We run production AI agents that autonomously resolve customer service tickets across 100,000+ Zendesk accounts. These agents take a customer issue, plan a multi-step resolution, execute real actions (refunds, order modifications, escalations) through live APIs, and close the ticket without a human in the loop.

The agent core uses a proprietary iterative architecture: the agent decomposes goals into plans, pulls reusable skills from a registry, executes, evaluates the outcome, and refines. Each iteration feeds back into the next attempt. We have a working self-learning mechanism where successful resolution patterns are synthesized into new skills and fed back into the registry, so the system improves from its own execution history.

On multi-step tool-use benchmarks (GAIA-class), our agents perform at parity with the best published results. Our internal evaluation suite runs 158+ scenario-based tests from real Zendesk tickets, scored continuously through Braintrust with regression detection on every deploy.

What we need help with

Pushing the architecture further. The iterative planner works, but there are open questions we have not solved yet: how to handle plan decomposition when the goal is ambiguous, how to manage interference between memory tiers under concurrent sessions, how to make skill acquisition more selective (the agent acquires skills too eagerly today), and how to design multi-agent delegation patterns where one agent hands off subtasks to specialized agents via A2A (the Agent-to-Agent protocol).

Domain-specialized agent models.

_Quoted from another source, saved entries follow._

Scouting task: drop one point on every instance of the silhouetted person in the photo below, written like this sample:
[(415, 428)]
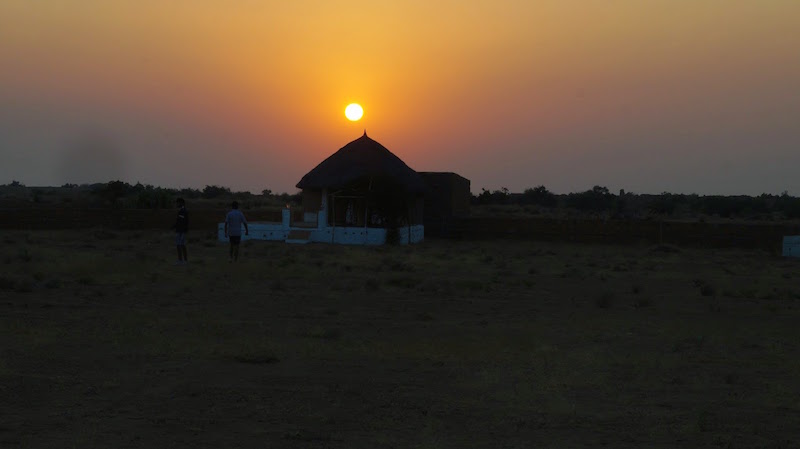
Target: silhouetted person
[(181, 228), (233, 229)]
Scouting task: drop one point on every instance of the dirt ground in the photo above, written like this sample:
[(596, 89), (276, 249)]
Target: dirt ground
[(448, 344)]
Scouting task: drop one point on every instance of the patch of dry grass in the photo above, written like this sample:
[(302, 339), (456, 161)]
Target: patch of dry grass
[(444, 344)]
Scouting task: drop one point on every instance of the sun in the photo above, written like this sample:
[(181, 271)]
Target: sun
[(353, 112)]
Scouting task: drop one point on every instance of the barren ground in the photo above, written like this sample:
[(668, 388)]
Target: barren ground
[(105, 343)]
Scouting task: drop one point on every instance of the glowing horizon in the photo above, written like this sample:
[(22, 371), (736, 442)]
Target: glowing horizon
[(646, 96)]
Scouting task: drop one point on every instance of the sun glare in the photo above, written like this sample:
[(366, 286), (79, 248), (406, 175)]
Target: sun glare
[(353, 112)]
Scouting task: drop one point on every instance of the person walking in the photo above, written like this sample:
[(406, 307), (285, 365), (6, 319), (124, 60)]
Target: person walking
[(233, 229), (181, 228)]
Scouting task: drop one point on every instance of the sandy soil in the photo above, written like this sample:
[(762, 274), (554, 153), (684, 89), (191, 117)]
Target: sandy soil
[(105, 343)]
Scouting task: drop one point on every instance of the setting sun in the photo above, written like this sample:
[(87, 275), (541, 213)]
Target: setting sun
[(353, 112)]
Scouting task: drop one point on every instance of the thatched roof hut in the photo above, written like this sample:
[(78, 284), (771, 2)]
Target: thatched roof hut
[(364, 184), (362, 159)]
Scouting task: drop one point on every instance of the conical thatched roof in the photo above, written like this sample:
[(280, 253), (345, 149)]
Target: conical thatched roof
[(362, 158)]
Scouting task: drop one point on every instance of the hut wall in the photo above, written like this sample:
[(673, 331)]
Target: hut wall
[(447, 200)]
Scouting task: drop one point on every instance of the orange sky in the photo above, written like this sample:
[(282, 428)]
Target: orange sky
[(646, 95)]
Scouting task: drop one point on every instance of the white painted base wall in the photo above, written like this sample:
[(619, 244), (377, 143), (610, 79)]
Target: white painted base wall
[(326, 234)]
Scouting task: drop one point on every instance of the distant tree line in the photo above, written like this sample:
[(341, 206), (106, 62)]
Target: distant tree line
[(600, 201), (146, 196)]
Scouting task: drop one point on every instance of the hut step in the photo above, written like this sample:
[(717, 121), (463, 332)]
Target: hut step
[(296, 236)]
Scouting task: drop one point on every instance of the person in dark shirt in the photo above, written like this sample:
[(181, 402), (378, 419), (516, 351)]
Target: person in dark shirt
[(181, 228)]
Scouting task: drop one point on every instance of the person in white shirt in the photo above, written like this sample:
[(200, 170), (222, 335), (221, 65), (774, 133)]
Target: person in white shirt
[(233, 229)]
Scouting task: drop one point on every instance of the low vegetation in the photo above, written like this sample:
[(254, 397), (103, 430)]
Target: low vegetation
[(105, 343)]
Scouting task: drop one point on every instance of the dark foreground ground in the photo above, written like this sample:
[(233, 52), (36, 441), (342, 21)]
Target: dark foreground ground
[(104, 343)]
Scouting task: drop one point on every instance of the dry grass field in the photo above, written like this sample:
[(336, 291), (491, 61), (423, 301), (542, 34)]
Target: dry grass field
[(494, 344)]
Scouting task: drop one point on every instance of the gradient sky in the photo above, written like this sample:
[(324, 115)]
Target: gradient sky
[(685, 96)]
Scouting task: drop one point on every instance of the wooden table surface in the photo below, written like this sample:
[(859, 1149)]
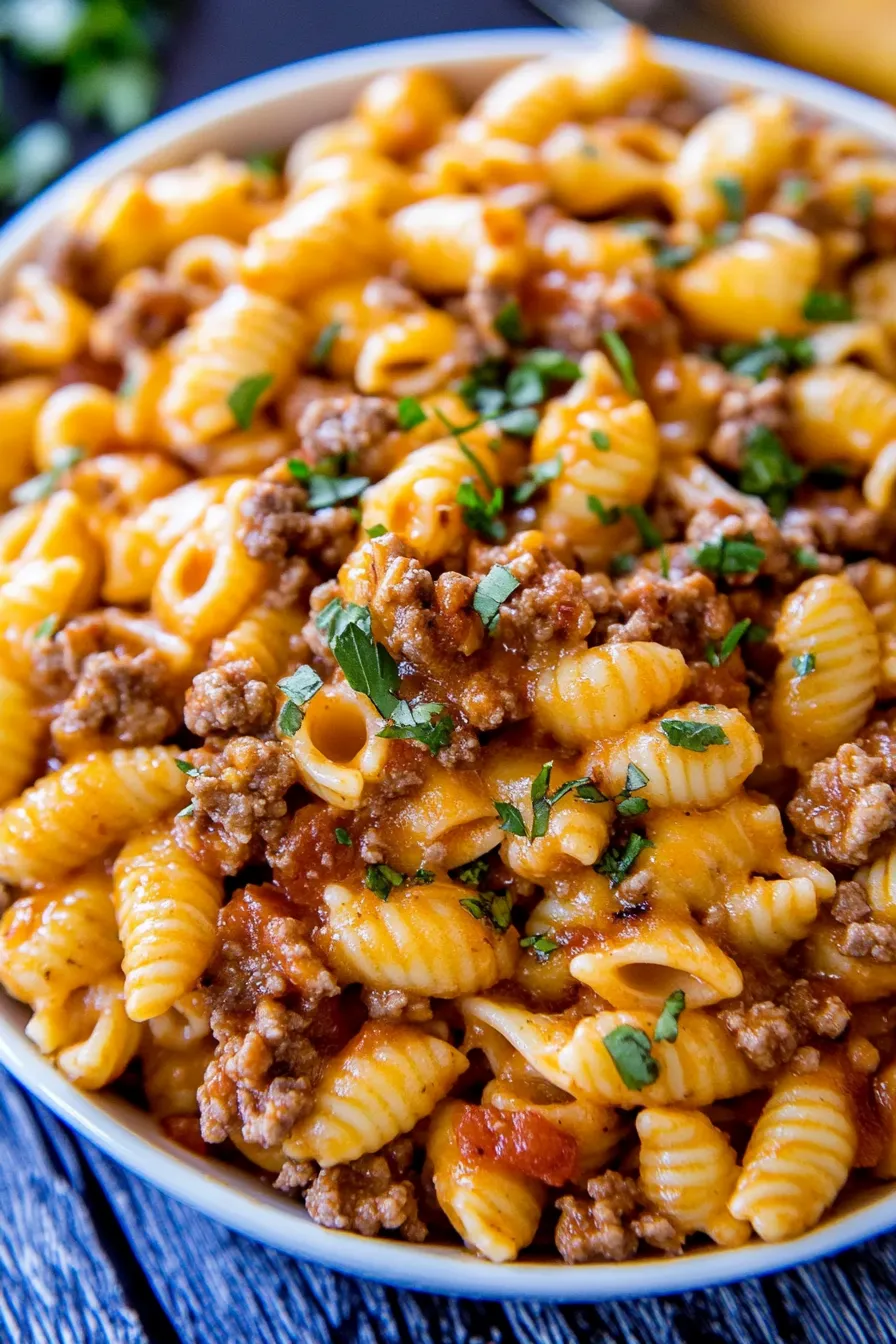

We are building toward training our own models, specialized for customer service resolution via RL on production trajectories. The data pipeline is already being instrumented (resolution outcomes, escalation patterns, user satisfaction signals). The next step is the RL training infrastructure itself: reward curricula, rollout systems, and the feedback loops that turn a capable base model into a specialist that matches or beats frontier models on our task distribution at significantly lower inference cost. This is a 6-12 month build, and we need someone who can own both the science and the systems.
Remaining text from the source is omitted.